Ike Ekweremadu. File photo

The United Kingdom has declined a formal request from the Nigerian government to have former Deputy Senate President Ike Ekweremadu transferred to Nigeria to complete his prison sentence. The decision, reported by The Guardian, underscores the UK’s unwillingness to repatriate Ekweremadu amid concerns about enforcing the remaining term.

Ekweremadu is currently serving a sentence of nine years and eight months in a UK prison after being convicted in 2023 for his role in an organ-trafficking plot. He and his co-conspirators were found guilty of exploiting a young Nigerian man for his kidney in what was described as a conspiracy to have the organ transplanted to Ekweremadu’s daughter.

President Bola Tinubu had sent a delegation to London earlier this month, led by Foreign Affairs Minister Yusuf Tuggar and Attorney-General Lateef Fagbemi, to negotiate the transfer under international prisoner-transfer mechanisms.

According to sources cited by the UK Ministry of Justice (MoJ), the request was assessed but ultimately rejected because British officials were not convinced that Nigeria could guarantee Ekweremadu would continue serving the full term upon his return.

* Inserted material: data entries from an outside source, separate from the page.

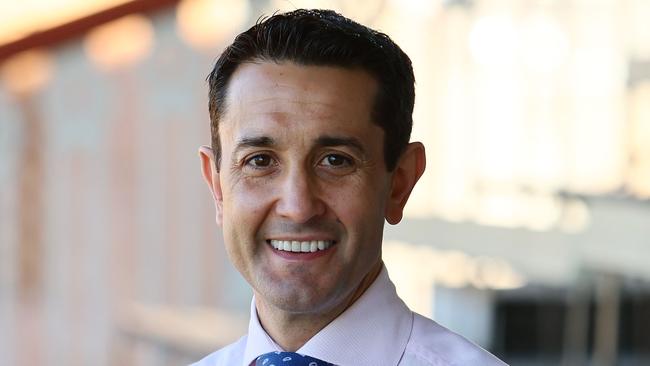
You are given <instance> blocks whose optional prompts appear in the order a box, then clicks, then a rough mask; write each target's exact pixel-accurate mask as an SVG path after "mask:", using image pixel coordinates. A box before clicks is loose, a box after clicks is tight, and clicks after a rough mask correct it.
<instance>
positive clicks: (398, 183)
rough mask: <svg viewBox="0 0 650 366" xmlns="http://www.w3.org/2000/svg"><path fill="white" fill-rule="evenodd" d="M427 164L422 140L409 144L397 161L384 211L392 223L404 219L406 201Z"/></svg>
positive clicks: (401, 220) (407, 198)
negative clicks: (404, 213) (404, 206)
mask: <svg viewBox="0 0 650 366" xmlns="http://www.w3.org/2000/svg"><path fill="white" fill-rule="evenodd" d="M425 166H426V155H425V152H424V145H422V143H420V142H412V143H410V144H408V146H407V147H406V150H405V151H404V153H403V154H402V157H401V158H400V160H399V161H398V162H397V166H396V167H395V170H394V171H393V176H392V178H391V188H390V196H389V197H388V202H387V204H386V211H385V213H384V216H385V217H386V221H388V223H390V224H391V225H395V224H397V223H399V222H400V221H402V215H403V213H404V206H406V201H408V199H409V196H410V195H411V191H412V190H413V187H415V183H417V181H418V179H420V177H421V176H422V173H424V168H425Z"/></svg>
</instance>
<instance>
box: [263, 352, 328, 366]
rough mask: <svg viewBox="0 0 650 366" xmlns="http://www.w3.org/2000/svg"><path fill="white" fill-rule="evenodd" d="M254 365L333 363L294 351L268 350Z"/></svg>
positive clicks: (306, 364) (321, 365)
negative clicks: (299, 353)
mask: <svg viewBox="0 0 650 366" xmlns="http://www.w3.org/2000/svg"><path fill="white" fill-rule="evenodd" d="M255 366H334V364H333V363H329V362H325V361H323V360H319V359H317V358H313V357H309V356H305V355H301V354H299V353H295V352H269V353H265V354H263V355H261V356H260V357H258V358H257V360H256V361H255Z"/></svg>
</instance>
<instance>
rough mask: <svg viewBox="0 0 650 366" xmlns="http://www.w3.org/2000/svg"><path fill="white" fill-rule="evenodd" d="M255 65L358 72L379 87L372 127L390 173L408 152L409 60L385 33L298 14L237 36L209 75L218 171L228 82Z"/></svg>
mask: <svg viewBox="0 0 650 366" xmlns="http://www.w3.org/2000/svg"><path fill="white" fill-rule="evenodd" d="M254 60H268V61H274V62H281V61H292V62H295V63H298V64H302V65H319V66H340V67H344V68H359V69H362V70H365V71H366V72H368V73H370V75H372V76H373V77H374V78H375V79H376V80H377V82H378V85H379V87H378V91H377V95H376V96H375V101H374V106H373V111H372V116H371V117H372V121H373V122H374V123H376V124H377V125H379V126H380V127H381V128H382V129H383V130H384V161H385V163H386V167H387V169H388V170H389V171H392V170H393V169H395V166H396V164H397V160H398V159H399V157H400V155H401V154H402V152H403V151H404V149H405V148H406V145H407V144H408V142H409V138H410V135H411V129H412V125H413V117H412V114H413V103H414V101H415V90H414V83H415V77H414V76H413V68H412V66H411V60H410V59H409V58H408V56H407V55H406V54H405V53H404V52H403V51H402V50H401V49H400V48H399V47H398V46H397V45H396V44H395V43H394V42H393V41H392V40H391V39H390V38H389V37H388V36H387V35H386V34H384V33H380V32H377V31H375V30H373V29H370V28H368V27H365V26H363V25H361V24H359V23H356V22H354V21H352V20H350V19H348V18H346V17H344V16H342V15H340V14H338V13H336V12H334V11H331V10H316V9H315V10H305V9H299V10H295V11H291V12H288V13H279V14H274V15H273V16H271V17H269V18H261V19H260V20H258V22H257V23H256V24H255V25H254V26H253V27H251V28H250V29H249V30H247V31H245V32H243V33H241V34H239V35H238V36H237V37H236V38H235V40H234V42H233V43H232V44H231V45H230V46H228V47H227V48H226V49H225V50H224V51H223V53H222V54H221V56H220V57H219V59H218V60H217V62H216V63H215V65H214V68H213V70H212V72H210V75H208V78H207V80H208V83H209V86H210V93H209V111H210V121H211V125H210V126H211V133H212V149H213V150H214V153H215V158H216V161H215V164H216V165H217V169H219V164H220V161H221V145H220V142H219V119H220V117H221V116H222V115H223V113H224V108H225V99H226V93H227V87H228V81H229V80H230V77H231V76H232V74H233V73H234V72H235V70H236V69H237V67H238V66H239V65H240V64H242V63H244V62H249V61H254Z"/></svg>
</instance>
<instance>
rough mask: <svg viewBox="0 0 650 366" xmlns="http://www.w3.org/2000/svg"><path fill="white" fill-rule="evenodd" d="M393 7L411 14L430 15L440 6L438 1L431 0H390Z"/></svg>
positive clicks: (425, 15) (393, 7) (432, 15)
mask: <svg viewBox="0 0 650 366" xmlns="http://www.w3.org/2000/svg"><path fill="white" fill-rule="evenodd" d="M390 2H391V3H392V4H391V5H392V6H393V9H395V10H398V11H402V12H404V13H407V14H409V15H412V16H419V17H431V16H433V15H434V14H435V12H436V10H437V9H438V8H439V7H440V2H439V1H432V0H390Z"/></svg>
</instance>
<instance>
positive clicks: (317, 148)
mask: <svg viewBox="0 0 650 366" xmlns="http://www.w3.org/2000/svg"><path fill="white" fill-rule="evenodd" d="M376 90H377V83H376V81H375V80H374V79H373V78H372V77H371V76H370V75H369V74H367V73H365V72H363V71H360V70H349V69H343V68H337V67H322V66H301V65H297V64H294V63H290V62H284V63H279V64H277V63H272V62H258V63H246V64H243V65H241V66H239V68H238V69H237V71H236V72H235V73H234V75H233V76H232V78H231V81H230V83H229V86H228V97H227V101H226V109H225V114H224V116H223V118H222V120H221V122H220V124H219V131H220V141H221V149H222V151H221V153H222V159H221V165H220V169H219V173H217V172H215V171H214V170H212V171H211V172H210V173H209V174H212V182H210V184H211V188H212V189H213V193H214V196H215V200H216V205H217V222H218V223H219V224H220V225H221V226H222V228H223V235H224V241H225V245H226V250H227V252H228V254H229V256H230V259H231V261H232V262H233V264H234V265H235V267H236V268H237V269H238V270H239V271H240V272H241V273H242V275H243V276H244V277H245V279H246V280H247V281H248V282H249V283H250V284H251V286H252V287H253V290H254V292H255V294H256V297H257V298H258V299H259V300H262V301H265V302H266V303H267V304H269V305H271V306H274V307H276V308H278V309H282V310H283V311H286V312H290V313H302V314H306V313H323V312H327V311H331V310H332V309H335V308H336V306H337V305H340V304H341V303H342V302H343V301H345V299H346V298H348V297H349V296H350V295H351V294H352V293H353V291H355V289H357V287H358V286H359V284H360V283H361V281H362V280H363V279H364V277H365V276H367V275H368V274H369V273H371V272H372V271H373V270H376V269H377V268H379V267H380V266H381V242H382V231H383V223H384V214H385V211H386V205H387V202H388V201H389V196H390V191H391V185H392V182H391V177H392V174H391V173H389V172H387V171H386V167H385V164H384V155H383V136H384V132H383V130H382V129H381V128H380V127H378V126H377V125H375V124H374V123H373V122H372V121H371V118H370V116H371V109H372V104H373V100H374V96H375V93H376ZM204 169H206V168H205V167H204ZM278 246H279V247H280V248H281V249H277V247H278ZM296 246H297V247H298V248H296ZM296 249H298V252H296V251H295V250H296ZM303 250H305V251H304V252H303Z"/></svg>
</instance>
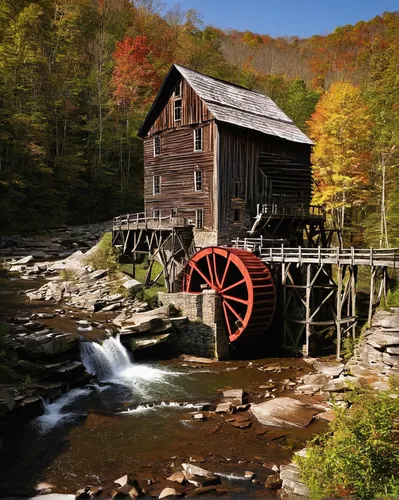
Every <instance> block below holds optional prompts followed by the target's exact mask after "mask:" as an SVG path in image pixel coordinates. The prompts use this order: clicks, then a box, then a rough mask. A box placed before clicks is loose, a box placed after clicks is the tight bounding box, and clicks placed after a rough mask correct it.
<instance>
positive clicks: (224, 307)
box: [222, 301, 233, 337]
mask: <svg viewBox="0 0 399 500" xmlns="http://www.w3.org/2000/svg"><path fill="white" fill-rule="evenodd" d="M222 306H223V312H224V318H225V320H226V325H227V329H228V331H229V336H230V337H231V336H232V335H233V332H232V331H231V326H230V318H229V313H228V311H227V307H226V303H225V301H223V302H222Z"/></svg>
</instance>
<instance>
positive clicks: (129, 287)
mask: <svg viewBox="0 0 399 500" xmlns="http://www.w3.org/2000/svg"><path fill="white" fill-rule="evenodd" d="M122 286H123V287H124V288H126V290H127V291H128V292H129V293H135V292H138V291H140V290H141V289H142V288H143V285H142V284H141V283H140V281H137V280H135V279H133V278H132V279H128V280H126V281H124V282H123V283H122Z"/></svg>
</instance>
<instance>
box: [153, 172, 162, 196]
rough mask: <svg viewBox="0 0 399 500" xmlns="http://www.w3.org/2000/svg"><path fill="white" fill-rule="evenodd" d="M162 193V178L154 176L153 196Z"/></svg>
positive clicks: (153, 179)
mask: <svg viewBox="0 0 399 500" xmlns="http://www.w3.org/2000/svg"><path fill="white" fill-rule="evenodd" d="M160 192H161V176H160V175H154V176H153V178H152V194H160Z"/></svg>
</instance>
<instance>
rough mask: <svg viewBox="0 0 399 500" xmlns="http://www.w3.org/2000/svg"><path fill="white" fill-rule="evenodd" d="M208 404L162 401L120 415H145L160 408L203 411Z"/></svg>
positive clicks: (128, 410) (147, 404) (132, 409)
mask: <svg viewBox="0 0 399 500" xmlns="http://www.w3.org/2000/svg"><path fill="white" fill-rule="evenodd" d="M204 405H206V403H202V404H201V403H198V404H194V403H177V402H174V401H172V402H168V401H162V402H161V403H155V404H150V403H147V404H141V405H138V406H137V407H136V408H131V409H128V410H124V411H121V412H120V413H122V414H123V413H126V414H134V413H145V412H147V411H150V410H158V409H160V408H181V409H190V410H201V409H202V408H203V407H204Z"/></svg>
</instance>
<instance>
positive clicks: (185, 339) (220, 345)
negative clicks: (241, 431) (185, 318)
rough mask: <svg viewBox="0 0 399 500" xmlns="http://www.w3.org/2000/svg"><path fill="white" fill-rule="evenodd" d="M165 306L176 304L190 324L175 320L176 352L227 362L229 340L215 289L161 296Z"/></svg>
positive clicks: (182, 313)
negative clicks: (186, 316) (210, 358)
mask: <svg viewBox="0 0 399 500" xmlns="http://www.w3.org/2000/svg"><path fill="white" fill-rule="evenodd" d="M158 298H159V300H160V302H161V303H162V304H163V305H165V306H166V305H173V306H174V307H175V308H176V309H178V310H179V311H181V313H182V315H184V316H187V319H188V321H187V322H184V321H179V320H178V319H177V320H176V321H174V324H175V331H176V333H175V335H173V339H172V342H173V346H172V348H173V351H174V352H175V353H176V354H177V355H180V354H192V355H195V356H202V357H206V358H212V359H228V358H229V354H230V348H229V338H228V335H227V332H226V328H225V324H224V318H223V313H222V306H221V299H220V297H219V295H218V294H217V293H216V292H215V291H214V290H204V291H203V292H202V293H198V294H192V293H185V292H178V293H164V292H160V293H158Z"/></svg>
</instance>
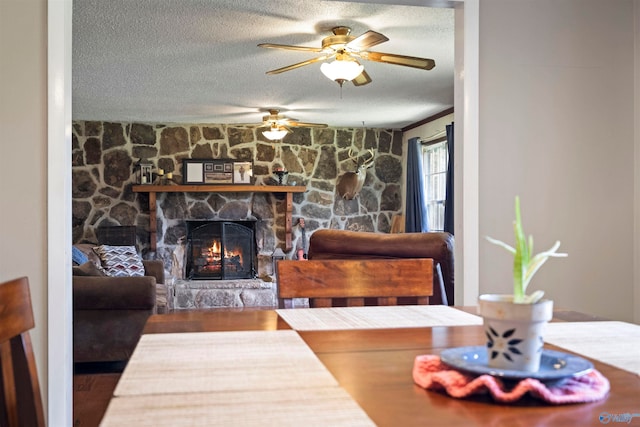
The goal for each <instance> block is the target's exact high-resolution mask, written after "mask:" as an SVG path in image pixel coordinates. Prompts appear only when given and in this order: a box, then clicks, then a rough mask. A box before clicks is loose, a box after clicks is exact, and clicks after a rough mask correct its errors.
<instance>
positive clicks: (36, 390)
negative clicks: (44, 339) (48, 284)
mask: <svg viewBox="0 0 640 427" xmlns="http://www.w3.org/2000/svg"><path fill="white" fill-rule="evenodd" d="M34 326H35V324H34V321H33V309H32V307H31V295H30V294H29V281H28V279H27V278H26V277H22V278H20V279H15V280H11V281H8V282H5V283H1V284H0V366H1V370H0V384H2V387H0V426H8V427H19V426H36V427H40V426H44V425H45V422H44V411H43V409H42V397H41V395H40V384H39V383H38V372H37V369H36V361H35V357H34V354H33V349H32V347H31V338H30V337H29V332H28V331H29V329H33V327H34Z"/></svg>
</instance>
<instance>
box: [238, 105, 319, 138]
mask: <svg viewBox="0 0 640 427" xmlns="http://www.w3.org/2000/svg"><path fill="white" fill-rule="evenodd" d="M250 125H252V124H250ZM259 126H260V127H268V129H267V130H265V131H263V132H262V134H263V135H264V136H265V137H266V138H268V139H270V140H277V139H282V138H284V136H285V135H286V134H287V133H289V132H291V129H290V128H292V127H312V128H326V127H327V125H326V124H324V123H307V122H301V121H298V120H297V119H293V118H290V117H286V116H283V115H282V114H280V111H279V110H276V109H269V114H268V115H266V116H262V124H261V125H259Z"/></svg>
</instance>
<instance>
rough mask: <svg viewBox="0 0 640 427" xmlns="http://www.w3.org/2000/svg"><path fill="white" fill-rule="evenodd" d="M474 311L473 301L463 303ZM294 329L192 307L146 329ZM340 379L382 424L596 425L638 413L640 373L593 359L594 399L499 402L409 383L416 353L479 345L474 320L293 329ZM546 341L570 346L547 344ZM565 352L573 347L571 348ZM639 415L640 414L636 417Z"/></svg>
mask: <svg viewBox="0 0 640 427" xmlns="http://www.w3.org/2000/svg"><path fill="white" fill-rule="evenodd" d="M462 309H463V310H464V311H468V312H470V313H474V314H475V309H474V308H462ZM567 320H568V321H585V320H586V321H593V320H597V319H595V318H594V317H592V316H588V315H581V314H580V313H575V312H570V311H563V310H558V311H557V316H556V318H555V321H567ZM285 329H291V328H290V326H289V325H287V323H286V322H284V321H283V320H282V319H281V318H280V317H279V316H278V314H277V312H276V311H274V310H255V311H232V310H228V311H189V312H175V313H169V314H162V315H154V316H152V317H151V318H150V319H149V321H148V322H147V325H146V327H145V330H144V333H147V334H152V333H170V332H205V331H207V332H208V331H243V330H285ZM298 334H299V335H300V337H302V339H303V340H304V341H305V342H306V344H307V345H308V346H309V348H311V350H312V351H313V352H314V353H315V355H316V356H317V357H318V359H320V361H321V362H322V363H323V364H324V365H325V367H326V368H327V369H328V370H329V372H330V373H331V374H332V375H333V376H334V378H335V379H336V380H337V381H338V383H339V384H340V386H341V387H342V388H344V390H346V391H347V392H348V393H349V395H350V396H351V397H352V398H353V399H354V400H355V401H356V402H357V403H358V404H359V405H360V407H362V409H364V411H365V412H366V413H367V415H368V416H369V417H370V418H371V419H372V420H373V421H374V422H375V423H376V424H377V425H380V426H413V425H416V426H417V425H433V426H454V425H460V426H485V425H492V426H502V425H508V426H536V425H537V426H543V425H544V426H553V425H580V426H583V425H584V426H586V425H601V423H600V421H599V419H600V418H599V417H600V416H601V415H602V414H611V415H612V416H613V415H617V414H629V413H631V414H634V413H635V414H638V413H640V404H639V403H638V402H639V400H638V396H640V377H639V376H638V375H637V374H635V373H632V372H629V371H625V370H622V369H618V368H615V367H613V366H610V365H607V364H605V363H602V362H600V361H598V360H593V359H590V360H591V361H592V362H593V364H594V367H595V368H596V369H597V370H599V371H600V372H601V373H602V374H603V375H604V376H605V377H606V378H607V379H609V381H610V383H611V391H610V393H609V395H608V396H607V397H606V398H605V399H603V400H601V401H598V402H595V403H586V404H575V405H562V406H552V405H547V404H544V403H542V402H540V401H538V400H535V399H533V398H529V397H526V398H524V399H523V400H521V401H519V402H518V403H516V404H511V405H504V404H497V403H494V402H492V401H491V399H490V398H489V397H487V396H476V397H473V398H468V399H454V398H451V397H448V396H447V395H445V394H442V393H438V392H432V391H425V390H423V389H421V388H420V387H419V386H417V385H416V384H414V382H413V379H412V375H411V372H412V368H413V363H414V359H415V357H416V356H418V355H424V354H439V353H440V352H441V351H442V350H444V349H447V348H451V347H459V346H470V345H484V341H485V339H484V333H483V330H482V327H481V326H479V325H466V326H435V327H424V328H423V327H417V328H393V329H367V330H341V331H298ZM545 347H546V348H549V349H554V350H560V351H565V352H568V351H566V350H564V349H561V348H559V347H556V346H552V345H545ZM568 353H570V352H568ZM633 421H635V422H640V417H638V418H636V419H634V420H633Z"/></svg>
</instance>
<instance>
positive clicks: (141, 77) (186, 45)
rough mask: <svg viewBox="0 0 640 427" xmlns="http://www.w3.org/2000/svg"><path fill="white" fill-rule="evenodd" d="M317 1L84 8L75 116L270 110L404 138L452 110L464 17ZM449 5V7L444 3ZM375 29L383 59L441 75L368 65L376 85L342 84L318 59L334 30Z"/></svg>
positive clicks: (410, 6) (151, 4) (179, 114)
mask: <svg viewBox="0 0 640 427" xmlns="http://www.w3.org/2000/svg"><path fill="white" fill-rule="evenodd" d="M395 2H396V3H404V4H405V5H388V4H386V5H385V4H377V3H360V2H339V1H318V0H278V1H273V0H271V1H267V0H108V1H105V0H74V2H73V119H74V120H109V121H142V122H155V123H229V124H233V123H259V122H260V121H261V118H262V116H263V115H265V114H266V113H265V110H267V109H269V108H276V109H280V111H281V113H282V114H285V115H287V116H288V117H292V118H295V119H298V120H300V121H305V122H316V123H326V124H328V125H330V126H334V127H359V126H362V125H363V122H364V125H365V126H366V127H372V128H374V127H380V128H389V129H400V128H403V127H405V126H407V125H410V124H412V123H415V122H418V121H420V120H422V119H424V118H426V117H429V116H431V115H434V114H436V113H439V112H441V111H443V110H446V109H447V108H449V107H452V106H453V80H454V68H453V67H454V61H453V57H454V44H453V35H454V23H453V9H450V8H431V7H422V6H415V5H407V4H411V3H414V4H415V3H421V4H433V3H429V2H426V1H421V2H419V1H410V0H409V1H407V0H405V1H400V0H396V1H395ZM439 3H446V2H442V1H440V2H439ZM338 25H346V26H349V27H351V28H352V35H355V36H357V35H360V34H362V33H364V32H365V31H367V30H369V29H371V30H374V31H377V32H380V33H382V34H384V35H386V36H387V37H388V38H389V39H390V40H389V41H387V42H385V43H382V44H379V45H377V46H375V47H374V48H372V49H371V50H373V51H380V52H388V53H397V54H403V55H410V56H420V57H426V58H432V59H434V60H435V62H436V67H435V68H434V69H433V70H431V71H424V70H416V69H412V68H408V67H401V66H397V65H389V64H380V63H375V62H370V61H363V62H362V63H363V65H364V66H365V70H366V71H367V73H368V74H369V75H370V77H371V78H372V80H373V82H372V83H370V84H368V85H365V86H360V87H355V86H353V85H352V84H351V83H345V85H344V87H343V88H342V91H341V90H340V87H339V86H338V85H337V84H336V83H334V82H332V81H330V80H329V79H327V78H326V77H325V76H324V75H323V74H322V73H321V72H320V63H315V64H311V65H308V66H305V67H302V68H298V69H295V70H292V71H288V72H285V73H282V74H278V75H266V74H265V72H266V71H268V70H272V69H275V68H280V67H283V66H285V65H290V64H293V63H297V62H301V61H304V60H307V59H311V58H314V57H315V56H316V54H315V53H312V52H300V51H285V50H274V49H262V48H259V47H257V45H258V43H265V42H269V43H279V44H292V45H303V46H313V47H320V44H321V40H322V39H323V38H324V37H326V36H328V35H329V34H330V33H331V28H333V27H335V26H338Z"/></svg>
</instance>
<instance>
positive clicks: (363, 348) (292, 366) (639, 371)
mask: <svg viewBox="0 0 640 427" xmlns="http://www.w3.org/2000/svg"><path fill="white" fill-rule="evenodd" d="M484 345H486V337H485V332H484V329H483V326H482V319H481V318H480V317H479V316H478V315H477V313H476V308H475V307H449V306H437V305H426V306H393V307H337V308H298V309H296V308H294V309H256V310H248V309H225V310H195V311H174V312H171V313H166V314H158V315H152V316H151V317H150V318H149V319H148V321H147V323H146V326H145V328H144V331H143V335H142V337H141V339H140V341H139V343H138V346H137V347H136V349H135V351H134V352H133V355H132V356H131V358H130V360H129V362H128V363H127V366H126V367H125V369H124V371H123V373H122V376H121V378H120V380H119V382H118V385H117V386H116V389H115V390H114V394H113V397H112V399H111V401H110V403H109V406H108V408H107V411H106V413H105V416H104V418H103V420H102V422H101V426H103V427H108V426H122V425H136V426H147V425H148V426H154V427H155V426H164V425H166V426H182V425H184V426H192V425H258V424H259V425H304V426H305V427H306V426H314V425H318V426H329V425H330V426H341V425H344V426H360V425H362V426H366V425H378V426H425V425H430V426H515V427H518V426H522V427H524V426H527V427H530V426H565V425H566V426H592V425H593V426H598V425H604V424H616V423H625V424H630V425H634V424H635V425H640V325H636V324H633V323H628V322H621V321H610V320H607V319H602V318H599V317H597V316H592V315H588V314H584V313H579V312H576V311H572V310H562V309H556V310H555V311H554V318H553V320H552V321H551V322H550V323H549V324H548V325H547V330H546V334H545V343H544V348H545V350H550V351H559V352H562V353H565V354H566V355H568V356H572V357H579V358H581V359H584V360H586V361H588V362H590V363H591V364H592V365H593V369H594V370H596V371H598V373H600V374H601V376H602V377H604V378H606V380H607V381H608V383H609V390H608V392H607V393H606V395H604V396H602V398H600V399H598V400H596V401H592V402H586V403H572V404H551V403H549V402H547V401H544V400H542V399H540V398H539V397H536V396H535V395H533V394H529V393H527V394H525V395H523V396H522V397H521V398H520V399H518V400H516V401H513V402H510V403H504V402H499V401H497V400H496V399H494V398H493V396H492V395H491V394H490V393H486V392H484V393H483V392H481V393H476V394H471V395H468V396H465V397H454V396H451V395H450V394H448V393H447V392H446V391H445V390H442V389H429V390H426V389H425V388H423V387H421V386H420V385H418V384H417V383H416V381H415V380H414V377H413V375H412V374H413V369H414V364H415V363H416V359H417V358H418V357H421V356H424V355H433V356H439V355H440V354H441V353H442V352H444V351H446V350H448V349H453V348H462V347H468V346H484Z"/></svg>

A UK MoJ insider was quoted as saying that “any prisoner transfer is at our discretion following a careful assessment of whether it would be in the interests of justice.” The same source added strongly that “the UK will not tolerate modern slavery and any offender will face the full force of UK law.”

Ekweremadu’s case first grabbed headlines in 2022 when he, his wife Beatrice, and Dr. Obinna Obeta were arrested in London. The court heard that they had lured a 21-year-old man to the UK under false premises in pursuit of a kidney transplant.

In March 2023, they were convicted under the UK’s Modern Slavery Act — a landmark verdict that marked the first time a public official had been sentenced for organ trafficking in Britain.

With the UK’s rejection, Ekweremadu will remain in a British facility until his sentence is completed. His wife, Beatrice, who initially received a sentence of four years and six months, has already been released and returned to Nigeria.